Untuk dapat memahami keseluruhan cerita yang terdiri dari 470 halaman ini, sebaiknya memang dilakukan dengan tidak membagi fokus dengan kegiatan membaca buku atau cerita yang lain.
Mengisahkan cerita O, nama tokoh utama yang merupakan seekor monyet yang ingin mempercayai keyakinan kekasihnya (Entang Kosasih) bahwa monyet bisa berubah menjadi manusia. Kemudian dari sana, cerita menjadi sangat berkembang.
Ada 47 tokoh dari novel O yang dikisahkan dan keseluruhannya saling beririsan. Novel O juga memiliki alur yang maju-mundur, cerita yang melompat-lompat antara satu kisah ke kisah yang lainnya. Namun kepiawaian Eka dalam manarasikan setiap tokoh dan keadaan membuat novel O sangat layak untuk dinikmati dengan rasa sabar.
Novel O karya Eka Kurniawan memiliki kompleksitas yang tinggi dalam hal struktur naratif, karakterisasi, dan tema. Ceritanya melibatkan berbagai lapisan masyarakat Indonesia dan menggabungkan eleman-eleman realisme magis serta sejarah.
Ini memungkinkan pembaca untuk merenungkan banyak aspek kehidupan dan budaya Indonesia melalui berbagai sudut pandang yang kompleks. Eka Kurniawan sebagaimana kita kenal merupakan sastrawan sekelas dunia yang mahir menarasikan cerita.
Novel O yang ditulis Eka selama kurun waktu delapan tahun ini seperti membuktikan betapa jeniusnya dia. Dengan banyak tokoh dan campuran cerita antara kehidupan binatang dan manusia, disusun dengan cerita yang maju mundur tentu membuat cerita ini terasa sangat berat ketika dibaca. Seolah-olah tidak menemukan ujungnya.
Namun sebenarnya, kompleksitas cerita dari novel O seperti miniatur dari kompleksitasnya kehidupan di dunia. Dengan gaya berceritanya yang nyeleneh, Eka Kurniawan seperti sedang mengungkap fakta-fakta dari kehidupan melalui setiap cerita yang dilalui oleh setiap tokohnya.

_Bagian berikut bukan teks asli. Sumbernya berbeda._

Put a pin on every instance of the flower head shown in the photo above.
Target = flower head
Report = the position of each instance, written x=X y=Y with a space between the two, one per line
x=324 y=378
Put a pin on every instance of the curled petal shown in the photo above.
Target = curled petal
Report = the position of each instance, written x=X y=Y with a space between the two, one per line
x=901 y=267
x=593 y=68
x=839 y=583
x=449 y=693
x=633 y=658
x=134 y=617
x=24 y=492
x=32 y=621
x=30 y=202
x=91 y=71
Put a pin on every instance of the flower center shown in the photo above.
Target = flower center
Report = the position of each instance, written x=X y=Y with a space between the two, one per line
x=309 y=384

Novel O sebagai Miniatur Kompleksitas Karakteristik Manusia
Sebagai manusia, tentu kita tidak pernah dapat memahami cara berpikir para binatang. Berbeda dengan manusia yang dianugerahi akal dan hati, para binatang tidak mempunyai kesempurnaan semacam itu.
Novel O dimulai dengan menceritakan sepasang monyet bernama O dan Entang Kosasih, sebagai kekasihnya yang percaya bahwa monyet dapat berubah menjadi manusia. Mereka tinggal di hutan.
Pada suatu hari, segerombolan monyet melihat seorang anak kecil bernama Uyung yang hendak membuang air besar di rawa yang sialnya dekat dengan sarang telur Boboh, seekor ular sanca betina. Boboh mengira anak kecil itu hendak mencuri telurnya. Boboh menyerang dengan melilit sekujur tubuh Uyung.
Kegaduhan dari segerombolan monyet itu kemudian mengundang perhatian Sobar dan Joni Simbolon, dua orang polisi yang langsung mendatangi TKP. Bobah berhasil dilumpuhkan dengan revolver yang dibawa polisi-polisi itu tepat di kepalanya. Namun keributan tak sampai di situ.
Revolver Sobar tertinggal dan diketemukan oleh Entang Kokasih. Sebagai seekor monyet yang merambisi menjadi manusia, Entang Kosasih dengan cepat belajar menggunakan revolver itu selayaknya manusia. Ketika kedua polisi itu datang kembali untuk mengambil revolvernya, mereka justru terlibat duel dengan Entang Kosasih hingga ia berhasil membunuh Joni Simbolon dengan revolver curiannya itu.
Baca Juga: Pemberdayaan Perempuan melalui Novel Ancika: Pencerahan Feminis di Dunia Sastra
Pada pembukaan cerita novel O ini, Eka Kurniawan memberikan perbandingan antara manusia dan binatang. Seperti yang diuraikan di atas, manusia merupakan makhluk hidup yang diciptakan lebih sempurna daripada binatang.
Keduanya tidak mampu saling berkomunikasi sehingga terciptanya kesalahpahaman antara niat si anak kecil dengan ular sanca betina yang kemudian mendorong polisi untuk menyelamatkan anak kecil itu dengan membunuh ular yang sedang melilit tubuhnya.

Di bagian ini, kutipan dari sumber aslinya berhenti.